Он моргнул и покачал головой.
— Нет, так и вижу прямо. У тебя вокруг головы — дымка грусти, что-то типа того. Ты вроде как солдат, исторический деятель какой-то, который выходит на поле боя, а в голове у него все эти глубокие мысли вертятся…
— Борис, ты обдолбан просто в хлам.
— Не, не очень, — сонно ответил он. — Я как будто включаюсь и выключаюсь. Но если вот так глаз скосить, отовсюду так и сыплются разноцветные искорки.
14Прошла неделя или около того, ничего не случилось — ни с отцом, ни на фронте Борис-Котку, — и я решил, что, пожалуй, можно уже принести наволочку домой. Вытаскивая ее из шкафчика, я заметил, до чего она стала объемной и тяжелой, а когда у себя в комнате вытащил картину из наволочки, то понял почему. У меня точно все мозги отшибло, когда я заворачивал картину и заклеивал ее — толстый газетный слой, а сверху целая бобина широкой, сверхпрочной, армированной клейкой ленты, — когда я психовал под кайфом, это мне казалось осмотрительным, но теперь, при трезвом свете дня, казалось, что оборачивал ее кто-то сумасшедший и/или бездомный — я забинтовал ее, как мумию, клейкой ленты было столько, что картина даже перестала быть квадратной, даже уголки стали круглыми. Я достал самый острый кухонный нож и принялся отпиливать уголок — сначала с опаской, боясь, что нож соскользнет и повредит картину, а затем все более и более энергично. Но я продрался только через половину слоя где-то сантиметров в семь, как руки у меня заныли, и тут я услышал, что пришла Ксандра — я засунул картину обратно в наволочку и снова прилепил ее к изголовью, до тех пор пока отец с Ксандрой не уйдут куда-нибудь надолго.

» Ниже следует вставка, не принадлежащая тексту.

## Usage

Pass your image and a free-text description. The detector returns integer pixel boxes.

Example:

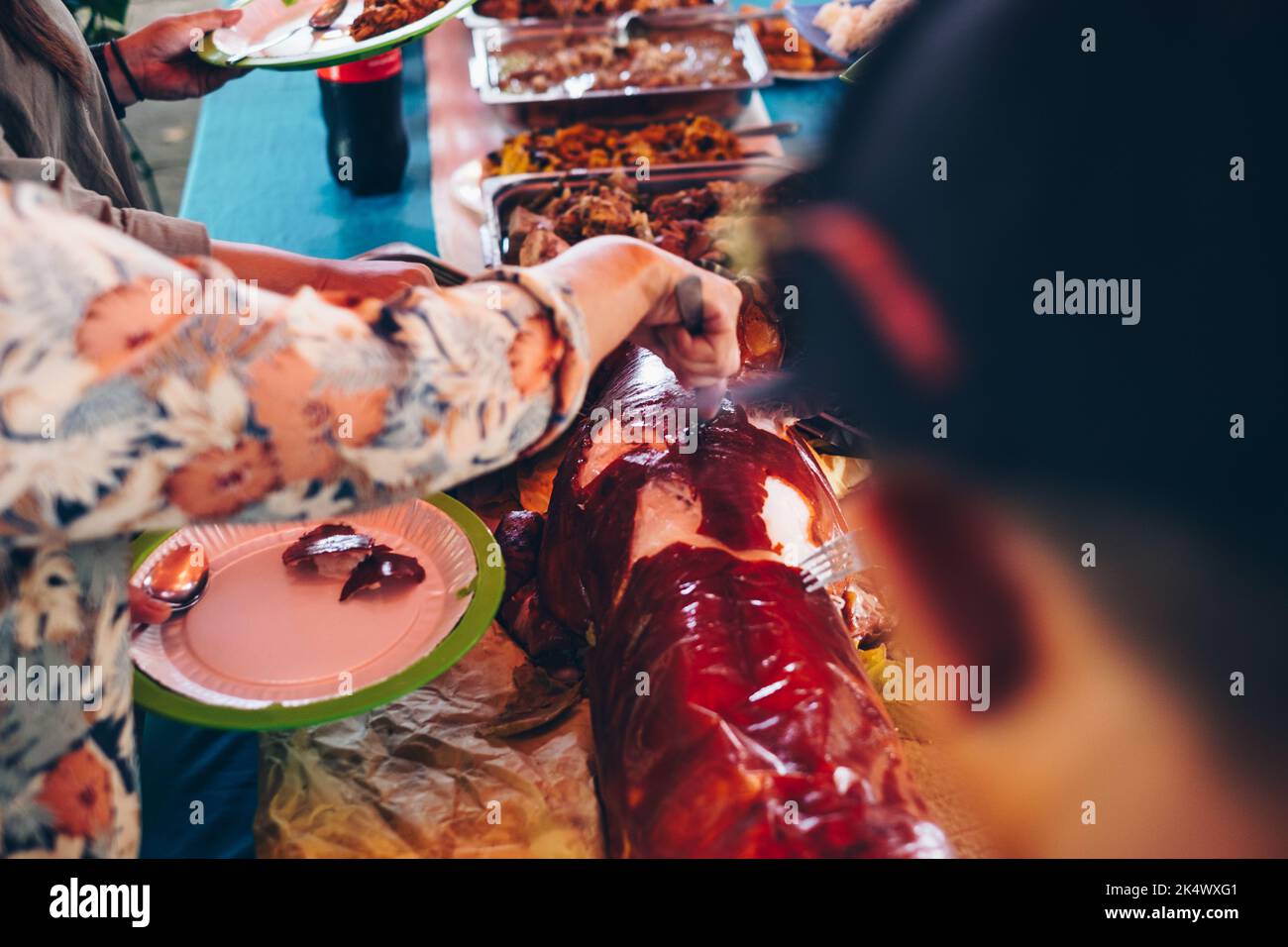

Борис пообещал мне, что мы с ним жахнем две оставшиеся марки с кислотой, как только у него, как он выразился, мозг придет в норму; он признался, что иногда еще слегка улетает, видит, как бегают узоры в искусственном древесном зерне школьных парт, а когда он после этого пару раз покурил траву, у него снова начались приходы. — По ходу сильная штука, — сказал я.
— Крутая, ты что! Я ее могу останавливать, если захочу. Думаю, надо съесть их на площадке, — прибавил он. — Может, в каникулы на День благодарения.
Мы ходили принимать экстази на заброшенную детскую площадку, каждый раз — кроме самого первого, когда Ксандра стала ломиться ко мне в комнату с просьбами помочь ей починить стиральную машинку, починить мы ее, конечно, не могли, но проторчать с ней в прачечной сорок пять минут во время основной волны кайфа было мощным обломом.